This month Internal Medicine News published an article entitled “Mesothelioma Watch: Is Erionite the New Asbestos?” The article discussed the potential health hazards to people from the fibrous mineral found in parts of the Western United States. North Dakota’s Dunn County is particularly mentioned due to new studies showing airborne levels or erionite that are equal, or exceed, levels found in Boyali, Turkey where there is reported to be a 6.25% mesothelioma-related mortality rate.
According to the North Dakota Department of Health (NDDoH), “Some properties of erionite are similar to the properties of asbestos; however, erionite is not currently regulated by the U.S. Environmental Protection Agency (EPA) as one of the six asbestos fibers.” The NDDoH goes on to report, “Like asbestos, erionite may pose health risks to those who breathe in the fibers. It appears to be associated with increased risks of fibrogenic lung disease, lung cancer and mesothelioma (a rare type of respiratory cancer usually related to asbestos exposure). Although toxic effects were documented in a study of three small villages in Turkey in the 1970s, there have been few studies of erionite in the United States.”

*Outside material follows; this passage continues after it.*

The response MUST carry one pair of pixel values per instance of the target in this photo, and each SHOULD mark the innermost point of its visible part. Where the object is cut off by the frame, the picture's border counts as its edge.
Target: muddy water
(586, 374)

The erionite is of particular concern in places such as North Dakota because gravel containing the mineral has been mined over the past few decades and used to surface county roads, parking lots and other areas. In 2008, in the North Dakota town of Killdeer, a baseball field was even closed after erionite was found in gravel on the field.
One of the largest environmental testing laboratories specializing in erionite analysis is EMSL Analytical, Inc. “According to the NDDoH reducing exposure to erionite, due to its inherently toxic nature, is recommended,” reported Joe Frasca, Senior Vice President, Marketing at EMSL. “Testing gravel or air samples is the only way to know for sure if erionite is a potential health threat.”